FIG. 8 shows a schematic diagram of an example of a system environment with signaling variants according to exemplary embodiments of the present invention,

FIG. 9 shows a schematic diagram of an example of a system environment with signaling variants according to exemplary embodiments of the present invention, and

FIG. 10 is a block diagram alternatively illustrating apparatuses according to exemplary embodiments of the present invention.

DETAILED DESCRIPTION OF DRAWINGS AND EMBODIMENTS OF THE PRESENT INVENTION

The present invention is described herein with reference to particular non-limiting examples and to what are presently considered to be conceivable embodiments of the present invention. A person skilled in the art will appreciate that the invention is by no means limited to these examples, and may be more broadly applied.

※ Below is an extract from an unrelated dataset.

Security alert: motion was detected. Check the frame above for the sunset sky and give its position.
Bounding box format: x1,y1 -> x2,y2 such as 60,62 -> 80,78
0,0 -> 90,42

It is to be noted that the following description of the present invention and its embodiments mainly refers to specifications being used as non-limiting examples for certain exemplary network configurations and deployments. Namely, the present invention and its embodiments are mainly described in relation to radio networks and in particular to 3^rd Generation Partnership Project (3GPP) specifications being used as non-limiting examples for certain exemplary network configurations and deployments. As such, the description of exemplary embodiments given herein specifically refers to terminology which is directly related thereto. Such terminology is only used in the context of the presented non-limiting examples, and does naturally not limit the invention in any way. Rather, any other communication or communication related system deployment (in particular including wired networks and network technologies differing from 3GPP specifications), etc. may also be utilized as long as compliant with the features described herein.

Hereinafter, various embodiments and implementations of the present invention and its aspects or embodiments are described using several variants and/or alternatives. It is generally noted that, according to certain needs and constraints, all of the described variants and/or alternatives may be provided alone or in any conceivable combination (also including combinations of individual features of the various variants and/or alternatives).

According to exemplary embodiments of the present invention, in general terms, there are provided measures and mechanisms for (enabling/realizing) user equipment identity implementation in mobile edge scenarios.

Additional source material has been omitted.